A relação entre a exposição ao fumo de tabaco e doenças cardiorespiratórias é conhecida, assim como o acréscimo do risco de desenvolvimento de determinados tipos de cancro.

A proibição de fumar nos locais de trabalho foi implementada em diversos países da União Europeia. Em Portugal, entrou em vigor no dia 1 de janeiro de 2008 a Lei n.º 37/2007, de 14 de agosto, que aprova normas para a proteção dos cidadãos da exposição involuntária ao fumo de tabaco, e medidas de redução da procura, relacionadas com a dependência e a cessação do seu consumo, com impacto importante nas empresas ao nível dos locais de trabalho.

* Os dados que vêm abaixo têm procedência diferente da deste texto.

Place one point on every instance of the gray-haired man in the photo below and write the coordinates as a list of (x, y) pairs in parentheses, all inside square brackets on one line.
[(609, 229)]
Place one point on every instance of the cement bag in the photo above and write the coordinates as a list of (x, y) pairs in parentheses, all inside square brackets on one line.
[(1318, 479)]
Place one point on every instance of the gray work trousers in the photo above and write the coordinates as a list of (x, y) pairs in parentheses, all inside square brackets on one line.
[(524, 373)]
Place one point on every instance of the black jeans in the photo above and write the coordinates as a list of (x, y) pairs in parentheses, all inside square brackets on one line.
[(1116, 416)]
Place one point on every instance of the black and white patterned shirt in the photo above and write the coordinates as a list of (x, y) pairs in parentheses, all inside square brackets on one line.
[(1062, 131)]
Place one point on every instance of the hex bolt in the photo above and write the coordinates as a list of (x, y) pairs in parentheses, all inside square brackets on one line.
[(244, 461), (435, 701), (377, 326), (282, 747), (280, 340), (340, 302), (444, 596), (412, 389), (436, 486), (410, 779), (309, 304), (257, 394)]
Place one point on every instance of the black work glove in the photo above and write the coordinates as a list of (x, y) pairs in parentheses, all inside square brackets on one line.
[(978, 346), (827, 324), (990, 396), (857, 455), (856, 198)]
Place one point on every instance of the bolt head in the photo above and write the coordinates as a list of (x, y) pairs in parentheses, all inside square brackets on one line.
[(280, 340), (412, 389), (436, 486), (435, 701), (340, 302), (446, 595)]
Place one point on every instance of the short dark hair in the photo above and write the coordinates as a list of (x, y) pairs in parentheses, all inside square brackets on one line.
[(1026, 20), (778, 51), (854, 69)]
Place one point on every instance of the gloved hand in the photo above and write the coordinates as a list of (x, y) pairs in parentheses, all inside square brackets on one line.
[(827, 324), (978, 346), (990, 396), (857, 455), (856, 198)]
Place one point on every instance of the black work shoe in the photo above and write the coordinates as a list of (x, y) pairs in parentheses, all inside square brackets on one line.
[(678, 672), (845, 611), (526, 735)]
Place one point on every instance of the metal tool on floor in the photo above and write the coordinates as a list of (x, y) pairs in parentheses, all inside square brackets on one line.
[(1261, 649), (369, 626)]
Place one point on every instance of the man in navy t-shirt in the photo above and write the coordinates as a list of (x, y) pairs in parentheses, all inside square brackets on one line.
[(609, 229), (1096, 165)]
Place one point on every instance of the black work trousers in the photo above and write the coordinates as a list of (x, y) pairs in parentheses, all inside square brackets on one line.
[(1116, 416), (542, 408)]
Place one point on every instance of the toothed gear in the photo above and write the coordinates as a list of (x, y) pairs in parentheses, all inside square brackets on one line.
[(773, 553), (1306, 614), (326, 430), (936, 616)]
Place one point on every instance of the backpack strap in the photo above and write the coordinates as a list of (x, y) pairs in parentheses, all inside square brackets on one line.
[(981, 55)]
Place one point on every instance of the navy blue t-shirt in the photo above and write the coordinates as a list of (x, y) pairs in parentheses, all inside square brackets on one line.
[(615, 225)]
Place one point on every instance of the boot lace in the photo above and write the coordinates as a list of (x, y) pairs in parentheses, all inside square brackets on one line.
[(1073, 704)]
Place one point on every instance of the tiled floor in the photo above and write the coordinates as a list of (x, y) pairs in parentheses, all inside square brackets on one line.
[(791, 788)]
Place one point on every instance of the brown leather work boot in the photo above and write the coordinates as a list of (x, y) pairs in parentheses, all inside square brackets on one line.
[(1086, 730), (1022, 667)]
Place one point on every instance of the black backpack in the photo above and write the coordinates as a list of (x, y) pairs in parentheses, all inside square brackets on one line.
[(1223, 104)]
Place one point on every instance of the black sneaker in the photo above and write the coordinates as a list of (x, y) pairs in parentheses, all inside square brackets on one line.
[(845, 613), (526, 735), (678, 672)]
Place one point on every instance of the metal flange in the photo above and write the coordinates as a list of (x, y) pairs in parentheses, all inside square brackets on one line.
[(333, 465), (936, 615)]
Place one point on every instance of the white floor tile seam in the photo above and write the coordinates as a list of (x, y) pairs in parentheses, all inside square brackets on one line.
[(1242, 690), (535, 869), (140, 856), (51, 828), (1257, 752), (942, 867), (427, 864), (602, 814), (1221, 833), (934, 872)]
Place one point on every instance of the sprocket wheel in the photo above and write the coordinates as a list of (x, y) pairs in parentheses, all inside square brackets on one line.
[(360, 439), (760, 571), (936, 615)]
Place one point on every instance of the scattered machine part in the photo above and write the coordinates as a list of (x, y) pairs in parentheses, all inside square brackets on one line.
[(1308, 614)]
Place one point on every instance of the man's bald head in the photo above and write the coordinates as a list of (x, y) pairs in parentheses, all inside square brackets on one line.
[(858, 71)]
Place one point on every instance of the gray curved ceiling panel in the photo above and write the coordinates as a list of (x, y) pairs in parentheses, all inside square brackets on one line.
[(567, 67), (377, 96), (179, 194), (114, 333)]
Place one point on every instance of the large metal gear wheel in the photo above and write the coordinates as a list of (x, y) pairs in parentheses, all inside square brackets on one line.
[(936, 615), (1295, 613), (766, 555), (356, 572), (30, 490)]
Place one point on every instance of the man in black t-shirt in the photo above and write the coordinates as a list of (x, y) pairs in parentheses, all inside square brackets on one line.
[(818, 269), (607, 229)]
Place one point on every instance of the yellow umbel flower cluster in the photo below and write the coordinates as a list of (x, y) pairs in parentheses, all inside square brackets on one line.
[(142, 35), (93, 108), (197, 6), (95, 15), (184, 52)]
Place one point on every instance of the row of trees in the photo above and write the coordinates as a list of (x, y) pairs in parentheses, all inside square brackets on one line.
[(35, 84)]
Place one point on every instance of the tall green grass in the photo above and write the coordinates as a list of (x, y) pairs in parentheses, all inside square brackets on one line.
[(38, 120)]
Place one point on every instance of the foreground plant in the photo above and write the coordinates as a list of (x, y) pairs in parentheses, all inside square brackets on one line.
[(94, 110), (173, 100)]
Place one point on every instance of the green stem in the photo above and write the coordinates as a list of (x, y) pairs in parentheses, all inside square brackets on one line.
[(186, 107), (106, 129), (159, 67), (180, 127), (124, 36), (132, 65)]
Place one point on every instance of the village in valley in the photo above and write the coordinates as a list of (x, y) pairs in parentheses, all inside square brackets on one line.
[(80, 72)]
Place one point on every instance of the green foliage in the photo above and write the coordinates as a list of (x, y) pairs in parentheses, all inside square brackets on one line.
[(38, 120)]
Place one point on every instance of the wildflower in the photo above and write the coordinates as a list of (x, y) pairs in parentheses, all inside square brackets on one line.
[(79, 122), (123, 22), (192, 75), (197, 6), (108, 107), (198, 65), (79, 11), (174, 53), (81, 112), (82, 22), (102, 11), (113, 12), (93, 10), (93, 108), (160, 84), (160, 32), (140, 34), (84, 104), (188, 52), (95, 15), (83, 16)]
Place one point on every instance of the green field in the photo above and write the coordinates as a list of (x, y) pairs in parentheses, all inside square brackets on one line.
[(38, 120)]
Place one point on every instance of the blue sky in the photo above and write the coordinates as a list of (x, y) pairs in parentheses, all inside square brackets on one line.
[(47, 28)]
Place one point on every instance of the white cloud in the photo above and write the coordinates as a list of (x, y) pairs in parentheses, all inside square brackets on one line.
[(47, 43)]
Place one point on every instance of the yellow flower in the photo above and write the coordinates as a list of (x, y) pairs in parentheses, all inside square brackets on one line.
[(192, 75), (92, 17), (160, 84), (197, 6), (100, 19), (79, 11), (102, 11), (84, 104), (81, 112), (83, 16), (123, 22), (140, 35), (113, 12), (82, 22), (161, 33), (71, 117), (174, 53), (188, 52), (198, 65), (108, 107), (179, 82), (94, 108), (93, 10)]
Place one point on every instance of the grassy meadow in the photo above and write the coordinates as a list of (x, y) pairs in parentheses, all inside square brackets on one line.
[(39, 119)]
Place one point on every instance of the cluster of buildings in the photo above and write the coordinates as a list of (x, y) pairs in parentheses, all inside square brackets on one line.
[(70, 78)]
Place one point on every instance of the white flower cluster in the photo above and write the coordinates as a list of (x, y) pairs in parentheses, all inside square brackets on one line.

Nos termos do artigo 4º da Lei supra mencionada, é proibido fumar nos locais de trabalho, entendendo-se por “Locais de trabalho” todo o lugar onde o trabalhador se encontra e esteja, direta ou indiretamente, sujeito ao controlo do empregador.

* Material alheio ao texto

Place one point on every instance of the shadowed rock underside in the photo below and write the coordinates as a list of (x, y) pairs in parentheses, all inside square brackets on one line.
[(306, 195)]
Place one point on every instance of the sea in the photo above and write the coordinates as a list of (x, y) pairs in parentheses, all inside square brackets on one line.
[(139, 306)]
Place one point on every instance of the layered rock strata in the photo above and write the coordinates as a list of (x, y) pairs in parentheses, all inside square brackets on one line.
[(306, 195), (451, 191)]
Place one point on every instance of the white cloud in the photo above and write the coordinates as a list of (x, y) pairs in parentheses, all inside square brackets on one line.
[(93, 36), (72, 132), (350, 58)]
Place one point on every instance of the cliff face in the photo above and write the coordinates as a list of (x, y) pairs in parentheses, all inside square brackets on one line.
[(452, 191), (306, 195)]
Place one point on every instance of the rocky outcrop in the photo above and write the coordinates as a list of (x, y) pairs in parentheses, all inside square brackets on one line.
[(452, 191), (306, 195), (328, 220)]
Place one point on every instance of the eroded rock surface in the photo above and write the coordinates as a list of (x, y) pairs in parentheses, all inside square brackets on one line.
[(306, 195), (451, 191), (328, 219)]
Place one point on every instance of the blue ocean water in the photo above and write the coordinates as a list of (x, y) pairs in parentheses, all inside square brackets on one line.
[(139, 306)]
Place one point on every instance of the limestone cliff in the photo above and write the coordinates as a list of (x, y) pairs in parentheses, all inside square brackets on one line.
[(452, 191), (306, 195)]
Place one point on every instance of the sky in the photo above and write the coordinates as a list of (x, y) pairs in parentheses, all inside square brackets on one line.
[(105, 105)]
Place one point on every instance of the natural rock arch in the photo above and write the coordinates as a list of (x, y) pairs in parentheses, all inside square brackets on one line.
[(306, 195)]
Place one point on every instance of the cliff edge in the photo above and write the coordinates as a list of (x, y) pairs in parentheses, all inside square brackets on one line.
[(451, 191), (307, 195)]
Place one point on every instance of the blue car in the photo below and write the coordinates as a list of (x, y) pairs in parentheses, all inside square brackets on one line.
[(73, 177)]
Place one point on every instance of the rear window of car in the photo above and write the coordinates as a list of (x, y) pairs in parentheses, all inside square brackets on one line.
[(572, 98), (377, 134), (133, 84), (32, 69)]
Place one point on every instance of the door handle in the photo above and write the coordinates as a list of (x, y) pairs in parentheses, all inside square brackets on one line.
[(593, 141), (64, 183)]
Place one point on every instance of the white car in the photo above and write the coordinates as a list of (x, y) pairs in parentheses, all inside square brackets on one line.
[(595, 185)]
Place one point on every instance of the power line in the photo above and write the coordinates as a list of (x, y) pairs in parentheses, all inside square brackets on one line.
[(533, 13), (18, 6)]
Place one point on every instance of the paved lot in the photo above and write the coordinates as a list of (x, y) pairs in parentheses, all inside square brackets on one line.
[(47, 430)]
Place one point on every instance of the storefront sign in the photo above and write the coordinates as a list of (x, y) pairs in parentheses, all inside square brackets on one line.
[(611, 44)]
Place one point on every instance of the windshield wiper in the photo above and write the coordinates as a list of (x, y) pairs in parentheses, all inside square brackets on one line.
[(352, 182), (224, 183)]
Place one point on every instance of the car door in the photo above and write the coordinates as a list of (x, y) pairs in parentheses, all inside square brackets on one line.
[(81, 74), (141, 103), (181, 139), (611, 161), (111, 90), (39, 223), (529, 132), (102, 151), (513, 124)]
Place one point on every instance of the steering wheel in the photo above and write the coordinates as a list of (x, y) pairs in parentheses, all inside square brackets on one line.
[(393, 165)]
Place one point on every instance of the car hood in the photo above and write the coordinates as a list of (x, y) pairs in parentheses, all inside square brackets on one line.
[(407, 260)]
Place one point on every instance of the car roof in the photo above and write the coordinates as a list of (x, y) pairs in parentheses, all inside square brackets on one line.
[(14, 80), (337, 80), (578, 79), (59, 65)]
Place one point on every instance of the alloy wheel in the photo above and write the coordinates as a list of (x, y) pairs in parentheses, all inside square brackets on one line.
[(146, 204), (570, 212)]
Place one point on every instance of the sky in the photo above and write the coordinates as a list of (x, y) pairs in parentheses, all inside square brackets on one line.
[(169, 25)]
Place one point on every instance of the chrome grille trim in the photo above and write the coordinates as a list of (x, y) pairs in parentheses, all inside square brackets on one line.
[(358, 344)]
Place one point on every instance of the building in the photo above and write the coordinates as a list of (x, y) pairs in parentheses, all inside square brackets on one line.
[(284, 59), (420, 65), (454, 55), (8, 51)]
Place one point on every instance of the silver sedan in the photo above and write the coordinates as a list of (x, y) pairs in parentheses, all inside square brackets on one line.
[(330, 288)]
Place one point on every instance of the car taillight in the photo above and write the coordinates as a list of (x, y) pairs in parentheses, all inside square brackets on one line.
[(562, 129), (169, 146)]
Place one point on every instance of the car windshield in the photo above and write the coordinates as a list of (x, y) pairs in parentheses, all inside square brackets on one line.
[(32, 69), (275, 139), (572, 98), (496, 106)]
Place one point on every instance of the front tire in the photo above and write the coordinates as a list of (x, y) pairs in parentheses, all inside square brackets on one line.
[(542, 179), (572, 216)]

São no entanto estabelecidas algumas exceções, nomeadamente:

  • É permitido fumar ao ar livre;
  • É permitido fumar em áreas expressamente criadas para o efeito desde que obedeçam a determinados requisitos descritos na Lei.

Proibido Fumar

Distico_Zona_Nao_Fumadores

> Assinalada pela entidade patronal, mediante afixação de dísticos com 160       mm x 55 mm;

> Deve ainda conter o montante da coima máxima aplicável;

> Deve ser referenciada a Lei n.º 37/2007, de 14 de agosto, que fundamenta esta proibição, através de legenda na parte inferior do dístico.

Permitido Fumar

imagem_distico_fumadores

> Afixação de dísticos com fundo azul, sendo o traço, incluindo a legenda e a cruz, a branco e com as dimensões mínimas de 160 mm x 55 mm;

> Deve referenciar a Lei n.º 37/2007, de 14 de agosto.

Cabe às entidades patronais assegurar o cumprimento desta lei, devendo sempre que se verifiquem infrações determinar aos fumadores que se abstenham de fumar e, caso estes não cumpram, chamar as autoridades administrativas ou policiais, as quais devem lavrar o respetivo auto de notícia.

Sem prejuízo destas competências atribuídas às autoridades administrativas e policiais, a fiscalização do disposto nesta lei compete à Autoridade de Segurança Alimentar e Económica (ASAE).

Fumar nos locais de trabalho constitui contraordenação punível com as seguintes coimas:

  • De 50€ a 750€ – Fumador;
  • De 50€ a 1000€ – Entidades públicas ou privadas que tenham a seu cargo os locais de trabalho onde se verificou a infração.